Chapters are divided into three sections, each pertaining to either Macdonald, Hammett, or Chandler, but there are only a few pages dedicated to each of the authors’ various relationships. The Freudian analysis is light, as well. Ultimately, Karydes seems to choose Freud as a vehicle because Macdonald himself underwent Freudian psychoanalysis later in his life. Regardless of agreement or disagreement with Freud’s ideas and methods, Karydes opens up each writer in intriguing ways.
As an introductory text, the book functions admirably, providing enough of a tease to invite a perusal of the extensive endnotes and bibliography. For the uninitiated, the work succinctly and clearly introduces each author and his work, so that while familiarity with their canons would be enriching, it is not necessary.

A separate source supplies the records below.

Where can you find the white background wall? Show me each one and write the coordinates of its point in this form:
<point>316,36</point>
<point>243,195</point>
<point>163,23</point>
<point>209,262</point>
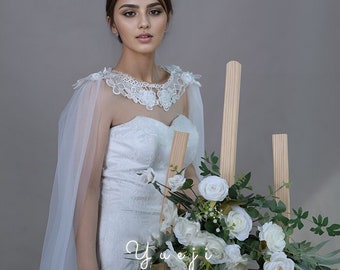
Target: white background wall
<point>289,51</point>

Karydes writes in a fluid, warm style that carries well through the chapters, making her thesis easily accessible to laypeople and scholars alike. This, coupled with wonderful cover art that perfectly captures the essence of the hard-boiled detective fiction genre, creates a pleasing and informative reading experience. A few pages of old photographs lend faces not only to the authors themselves, but also to their families and the women in their lives.
Hard-Boiled Anxiety stirs the surface of its topic with skill, and beckons those interested in detective fiction, psychology, and the act of creative writing to dip more than a toe into the sometimes-dark inner oceans of Macdonald, Hammett, and Chandler.